Resiliency With Effective Error Management

Building resilient systems requires comprehensive error management. Errors can occur in any part of the system / or its ecosystem and there are different ways to deal with these errors for example

  • Data Center – Data center failure where full DC power can become unavailable due to power outages, network connection failures, environmental disaster, etc. – This is addressed through monitoring and redundancy. Redundancy in power, grid, cooling systems and possibly everything else relevant. Redundancy by building additional data centers
  • Hardware – server/storage hardware/software errors such as disk failure, disk is full, other hardware failures, servers out of resources, server software behaving abnormally, network connectivity issues within DC, etc. – again, the approach here is the same . Monitor servers on different parameters and build redundancy. There are many highly available deployment patterns that are being used and with the advent of the container bundled with the power of DevOps, more efficient patterns have also emerged to solve this problem.

Architects and systems designers need to consider the availability aspects of their components while designing the system according to business needs and cost ramifications. In today’s world, cloud service providers usually take care of the rest.

  • Errors in applications – regardless of whether the application is deployed in the cloud, on-premises, or regardless of the technical group of the application – this is something the individual application teams are responsible for. Cloud deployments will likely help reduce bug instances, and some technical packages may be more mature than others, but bugs will occur and will need to be addressed. With distributed architectures based on microservices, it becomes even more interesting.

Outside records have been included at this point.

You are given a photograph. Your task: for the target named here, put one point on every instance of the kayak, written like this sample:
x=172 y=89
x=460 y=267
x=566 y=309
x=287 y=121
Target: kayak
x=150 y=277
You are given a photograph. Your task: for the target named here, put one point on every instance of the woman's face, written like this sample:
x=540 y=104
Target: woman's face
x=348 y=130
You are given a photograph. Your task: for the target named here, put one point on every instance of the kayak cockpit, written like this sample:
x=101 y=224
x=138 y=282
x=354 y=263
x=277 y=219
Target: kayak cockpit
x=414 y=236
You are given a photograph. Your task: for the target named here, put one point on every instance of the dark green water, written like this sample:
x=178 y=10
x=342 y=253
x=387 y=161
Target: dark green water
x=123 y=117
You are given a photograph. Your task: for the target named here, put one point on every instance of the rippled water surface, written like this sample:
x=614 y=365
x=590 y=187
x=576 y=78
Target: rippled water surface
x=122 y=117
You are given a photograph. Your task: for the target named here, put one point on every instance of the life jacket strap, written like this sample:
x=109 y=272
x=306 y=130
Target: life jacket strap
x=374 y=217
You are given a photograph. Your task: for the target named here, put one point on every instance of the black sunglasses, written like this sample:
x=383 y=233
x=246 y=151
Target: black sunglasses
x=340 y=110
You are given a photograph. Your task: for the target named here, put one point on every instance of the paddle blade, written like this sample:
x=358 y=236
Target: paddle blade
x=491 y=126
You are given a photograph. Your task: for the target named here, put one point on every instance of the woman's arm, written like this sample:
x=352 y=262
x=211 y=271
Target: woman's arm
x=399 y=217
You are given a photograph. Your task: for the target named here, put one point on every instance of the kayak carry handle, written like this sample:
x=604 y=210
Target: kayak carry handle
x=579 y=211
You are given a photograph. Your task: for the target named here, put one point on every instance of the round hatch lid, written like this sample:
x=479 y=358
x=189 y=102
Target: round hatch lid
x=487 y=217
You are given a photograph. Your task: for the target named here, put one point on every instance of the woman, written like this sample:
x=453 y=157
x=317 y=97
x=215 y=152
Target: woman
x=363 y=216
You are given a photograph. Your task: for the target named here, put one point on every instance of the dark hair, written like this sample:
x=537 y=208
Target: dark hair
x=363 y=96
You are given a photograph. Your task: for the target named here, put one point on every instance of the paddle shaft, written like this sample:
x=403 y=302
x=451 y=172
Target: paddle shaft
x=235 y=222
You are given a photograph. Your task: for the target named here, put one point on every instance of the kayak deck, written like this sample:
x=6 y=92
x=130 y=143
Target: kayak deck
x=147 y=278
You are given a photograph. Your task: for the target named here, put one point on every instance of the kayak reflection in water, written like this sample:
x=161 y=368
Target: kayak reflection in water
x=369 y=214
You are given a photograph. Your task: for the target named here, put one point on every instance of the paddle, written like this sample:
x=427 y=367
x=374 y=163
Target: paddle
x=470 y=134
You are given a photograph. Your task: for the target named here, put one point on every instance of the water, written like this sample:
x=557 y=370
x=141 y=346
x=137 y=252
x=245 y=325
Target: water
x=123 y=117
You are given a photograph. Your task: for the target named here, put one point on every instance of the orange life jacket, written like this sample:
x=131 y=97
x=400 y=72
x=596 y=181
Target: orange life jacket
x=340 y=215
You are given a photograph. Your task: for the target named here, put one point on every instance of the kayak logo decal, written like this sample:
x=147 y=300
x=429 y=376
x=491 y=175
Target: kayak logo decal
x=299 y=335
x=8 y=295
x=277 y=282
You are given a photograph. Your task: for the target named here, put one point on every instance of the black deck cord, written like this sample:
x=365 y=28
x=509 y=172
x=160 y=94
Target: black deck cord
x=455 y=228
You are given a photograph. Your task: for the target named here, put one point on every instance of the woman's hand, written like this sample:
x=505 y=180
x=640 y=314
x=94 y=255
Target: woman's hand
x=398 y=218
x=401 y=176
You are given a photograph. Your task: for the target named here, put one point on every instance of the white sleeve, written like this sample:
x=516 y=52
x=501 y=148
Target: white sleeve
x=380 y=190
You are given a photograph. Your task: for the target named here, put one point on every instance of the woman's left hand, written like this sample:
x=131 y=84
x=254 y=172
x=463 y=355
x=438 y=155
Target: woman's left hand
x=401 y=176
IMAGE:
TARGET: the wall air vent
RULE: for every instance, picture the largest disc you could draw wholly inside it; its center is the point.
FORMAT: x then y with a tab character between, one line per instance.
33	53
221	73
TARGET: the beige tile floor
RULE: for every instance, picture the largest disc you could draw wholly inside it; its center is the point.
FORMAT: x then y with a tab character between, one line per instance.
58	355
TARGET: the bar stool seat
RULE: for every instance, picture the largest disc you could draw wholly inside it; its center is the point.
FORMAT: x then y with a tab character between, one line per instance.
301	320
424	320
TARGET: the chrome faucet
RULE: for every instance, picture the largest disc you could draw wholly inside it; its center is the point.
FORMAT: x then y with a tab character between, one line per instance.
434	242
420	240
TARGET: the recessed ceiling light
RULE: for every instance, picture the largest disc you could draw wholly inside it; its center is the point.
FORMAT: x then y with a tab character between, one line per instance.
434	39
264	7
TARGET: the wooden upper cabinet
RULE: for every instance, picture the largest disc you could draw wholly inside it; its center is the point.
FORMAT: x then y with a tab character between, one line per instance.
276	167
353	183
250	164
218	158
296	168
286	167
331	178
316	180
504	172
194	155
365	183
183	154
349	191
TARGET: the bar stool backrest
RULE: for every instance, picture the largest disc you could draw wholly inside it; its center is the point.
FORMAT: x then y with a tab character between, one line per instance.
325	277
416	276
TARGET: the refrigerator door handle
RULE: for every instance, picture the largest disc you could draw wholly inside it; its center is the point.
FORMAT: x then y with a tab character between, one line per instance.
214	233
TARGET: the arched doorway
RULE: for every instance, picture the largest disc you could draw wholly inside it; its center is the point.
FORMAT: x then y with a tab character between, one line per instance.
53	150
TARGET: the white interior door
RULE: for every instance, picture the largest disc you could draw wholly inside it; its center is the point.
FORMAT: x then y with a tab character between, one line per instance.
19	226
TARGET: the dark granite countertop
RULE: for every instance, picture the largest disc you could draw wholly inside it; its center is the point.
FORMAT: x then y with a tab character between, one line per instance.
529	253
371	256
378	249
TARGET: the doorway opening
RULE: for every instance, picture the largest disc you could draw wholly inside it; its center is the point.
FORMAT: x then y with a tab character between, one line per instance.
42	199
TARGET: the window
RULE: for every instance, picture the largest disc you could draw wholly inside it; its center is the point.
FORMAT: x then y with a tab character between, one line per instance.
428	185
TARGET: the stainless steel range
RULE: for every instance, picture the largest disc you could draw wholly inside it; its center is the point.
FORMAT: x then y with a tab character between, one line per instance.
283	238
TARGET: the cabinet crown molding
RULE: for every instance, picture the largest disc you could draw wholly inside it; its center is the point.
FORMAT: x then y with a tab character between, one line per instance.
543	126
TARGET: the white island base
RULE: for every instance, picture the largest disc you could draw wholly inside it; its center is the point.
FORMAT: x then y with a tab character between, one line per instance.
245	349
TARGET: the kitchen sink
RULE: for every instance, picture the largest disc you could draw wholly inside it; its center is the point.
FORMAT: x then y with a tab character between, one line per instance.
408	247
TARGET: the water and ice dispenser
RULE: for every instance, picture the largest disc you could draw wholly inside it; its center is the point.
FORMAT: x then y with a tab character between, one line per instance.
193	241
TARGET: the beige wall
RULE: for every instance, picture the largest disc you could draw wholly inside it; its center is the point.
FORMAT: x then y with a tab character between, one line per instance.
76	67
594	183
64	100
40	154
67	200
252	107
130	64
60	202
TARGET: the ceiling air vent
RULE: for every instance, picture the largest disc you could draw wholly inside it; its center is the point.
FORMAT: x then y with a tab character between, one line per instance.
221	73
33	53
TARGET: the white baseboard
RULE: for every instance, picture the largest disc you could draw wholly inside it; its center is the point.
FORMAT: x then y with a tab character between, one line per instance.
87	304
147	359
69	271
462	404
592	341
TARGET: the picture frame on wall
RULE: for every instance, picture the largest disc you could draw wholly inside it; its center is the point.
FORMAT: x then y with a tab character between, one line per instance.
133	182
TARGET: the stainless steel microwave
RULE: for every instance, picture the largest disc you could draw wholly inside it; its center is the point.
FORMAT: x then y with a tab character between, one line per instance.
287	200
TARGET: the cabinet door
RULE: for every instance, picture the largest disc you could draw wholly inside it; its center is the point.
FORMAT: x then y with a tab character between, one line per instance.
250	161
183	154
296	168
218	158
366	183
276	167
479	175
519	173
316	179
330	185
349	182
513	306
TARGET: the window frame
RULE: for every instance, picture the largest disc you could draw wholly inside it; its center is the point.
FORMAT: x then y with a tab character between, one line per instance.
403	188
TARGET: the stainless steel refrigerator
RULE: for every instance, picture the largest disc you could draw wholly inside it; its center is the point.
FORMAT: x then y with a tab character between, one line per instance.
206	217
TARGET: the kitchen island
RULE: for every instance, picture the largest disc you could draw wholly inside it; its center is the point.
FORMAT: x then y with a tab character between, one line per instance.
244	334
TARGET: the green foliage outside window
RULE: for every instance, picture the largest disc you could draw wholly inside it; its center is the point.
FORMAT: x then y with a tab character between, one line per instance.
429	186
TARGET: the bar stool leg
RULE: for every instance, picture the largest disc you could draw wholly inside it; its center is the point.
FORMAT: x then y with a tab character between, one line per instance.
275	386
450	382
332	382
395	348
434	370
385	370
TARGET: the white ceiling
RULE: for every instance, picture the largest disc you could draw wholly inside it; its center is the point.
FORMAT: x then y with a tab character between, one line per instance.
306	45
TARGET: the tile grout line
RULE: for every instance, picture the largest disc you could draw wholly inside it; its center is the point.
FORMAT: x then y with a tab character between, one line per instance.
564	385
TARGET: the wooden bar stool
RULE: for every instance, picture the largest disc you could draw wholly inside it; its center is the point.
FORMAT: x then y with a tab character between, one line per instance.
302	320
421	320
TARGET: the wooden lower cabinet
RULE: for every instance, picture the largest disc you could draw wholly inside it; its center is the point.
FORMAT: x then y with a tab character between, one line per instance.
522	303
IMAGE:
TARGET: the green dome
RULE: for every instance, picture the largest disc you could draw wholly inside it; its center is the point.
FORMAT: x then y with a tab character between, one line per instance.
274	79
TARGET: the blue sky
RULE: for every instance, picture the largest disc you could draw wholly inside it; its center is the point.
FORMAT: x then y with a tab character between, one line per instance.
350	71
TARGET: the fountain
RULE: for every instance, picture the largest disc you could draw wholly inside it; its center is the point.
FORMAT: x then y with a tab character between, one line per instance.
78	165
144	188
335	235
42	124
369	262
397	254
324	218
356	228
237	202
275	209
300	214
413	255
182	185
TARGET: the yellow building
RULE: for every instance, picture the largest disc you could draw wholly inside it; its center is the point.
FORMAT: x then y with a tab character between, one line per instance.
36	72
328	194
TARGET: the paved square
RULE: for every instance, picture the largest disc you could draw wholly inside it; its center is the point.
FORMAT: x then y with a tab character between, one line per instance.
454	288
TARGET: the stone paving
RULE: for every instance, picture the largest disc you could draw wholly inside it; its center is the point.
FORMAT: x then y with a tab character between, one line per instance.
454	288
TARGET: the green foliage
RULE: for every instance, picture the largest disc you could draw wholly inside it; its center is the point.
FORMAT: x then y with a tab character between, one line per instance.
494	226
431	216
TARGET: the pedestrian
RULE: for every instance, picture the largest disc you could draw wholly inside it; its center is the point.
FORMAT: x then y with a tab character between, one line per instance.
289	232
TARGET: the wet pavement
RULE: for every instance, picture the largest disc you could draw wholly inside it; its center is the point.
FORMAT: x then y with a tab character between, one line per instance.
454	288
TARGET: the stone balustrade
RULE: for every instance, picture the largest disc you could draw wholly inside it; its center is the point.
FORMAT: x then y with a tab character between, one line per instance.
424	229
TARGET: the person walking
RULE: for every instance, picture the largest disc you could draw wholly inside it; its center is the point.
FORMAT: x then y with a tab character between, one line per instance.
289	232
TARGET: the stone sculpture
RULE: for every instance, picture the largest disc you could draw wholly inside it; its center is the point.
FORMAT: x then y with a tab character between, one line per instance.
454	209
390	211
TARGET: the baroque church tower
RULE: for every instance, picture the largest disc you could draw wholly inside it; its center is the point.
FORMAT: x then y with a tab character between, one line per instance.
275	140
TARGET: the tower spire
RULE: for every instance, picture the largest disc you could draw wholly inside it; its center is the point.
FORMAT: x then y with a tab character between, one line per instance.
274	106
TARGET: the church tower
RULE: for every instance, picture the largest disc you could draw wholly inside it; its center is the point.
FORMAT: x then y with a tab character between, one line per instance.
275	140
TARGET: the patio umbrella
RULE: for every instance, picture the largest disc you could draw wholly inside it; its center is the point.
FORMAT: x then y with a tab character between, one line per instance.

There are several steps to making apps crash-resistant:

  • Minimize errors by applying alternative architectural/design patterns. For example, asynchronous processing of user requests may help to avoid instances of server overload and even provide a consistent experience for users.
  • Agile error handling by the application.
  • Raise an Incident if Needed – The important part here is to reliably raise an Incident based on need and not let user requests fall through the loopholes. This is the fallback scenario for applications when they are not able to handle errors. While this will be used to address issues offline (and applications may not always choose this as a route to directly resolve the error at hand) more importantly, it is a critical step for offline error analysis and preventive steps against their recurrence.

Brief note about patterns

There are multiple architectural styles to address application flexibility and much depends on functional requirements and NFRs. The flexibility approach in terms of design also depends on the architectural model of the application – if it is based on microservices, it will be a good bit of focus on bugs related to the microservices integration dependency. In event-based architectures, the focus will also be on reliability in terms of addressing poor operability, and data loss when things go wrong apart from normal error handling. In concurrent API based applications, while applications can simply return the error to the caller, some kind of monitoring/incident management can sometimes be useful if the problem persists for longer. In batch-based components, the focus on being able to restart/resume a batch can be ineffective.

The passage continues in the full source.